Senate Majority Leader Cathy Giessel (R-Anchorage) voiced her opinion opposing the Joint Base Elmendorf Richardson boundary fence project, urging the base to find “a less intrusive solution” to securing its boundaries.
JBER released a draft environmental assessment recommending construction of a chain-link fence topped with barbed wire along portions of the East Muldoon/JBER boundary— stretching from the Glenn Highway to Stuckagain Heights. The full draft assessment can be accessed here: Draft Environmental Assessment for Installation Perimeter Security Improvements at Joint Base Elmendorf-Richardson, Alaska
According to Sen. Giessel, the fence is unnecessarily restrictive of recreational uses. “I’m confident that we can work together to continue their mission without this fence as has been done successfully for decades,” she states.
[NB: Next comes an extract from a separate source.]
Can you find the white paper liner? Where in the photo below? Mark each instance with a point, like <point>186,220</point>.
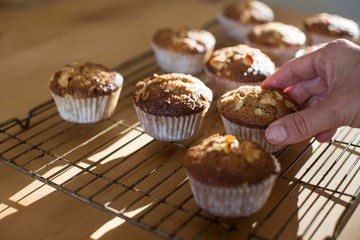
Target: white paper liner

She also points to alternatives the base could pursue to secure the boundary, including “increased base security assignments, sensor or surveillance perimeter security, wildlife permeable fencing, and designated wildlife crossings.”
Read Sen. Giessel’s full opinion published in a Senate Majority newsletter, May 9, 2026: Special Alert re: JBER Fence.
Senator Bill Wielechowski (D-Anchorage) also voiced concerns regarding the fence project at a recent Joint Armed Services Committee hearing and met with the JBER Commander to further discuss community concerns.
Anchorage Assemblymembers Yarrow Silvers and Keith McCormack submitted a resolution in opposition to the fence, expressing “substantive concern that the proposed fence installation would significantly affect the quality of the human environment and the Draft Finding of No Significant Impact does not adequately account for the foreseeable, cumulative, and long-term impacts of impassible perimeter fencing on the Anchorage moose population, on regional habitat connectivity, and on public recreational access.”
On the other hand, retired U.S. Army veteran and former Anchorage Assemblymember Paul A. Bauer, Jr. supports the boundary fence, arguing that security matters more than recreation. “In the end, this issue is straightforward: JBER is a military installation, not a public park,” writes Bauer in an op-ed published on Must Read Alaska. “East Anchorage residents may have become accustomed to informal use of the land, but long-term convenience does not create a right to access military property. I support the fence because national security, installation security, and public safety must come before recreational preference.”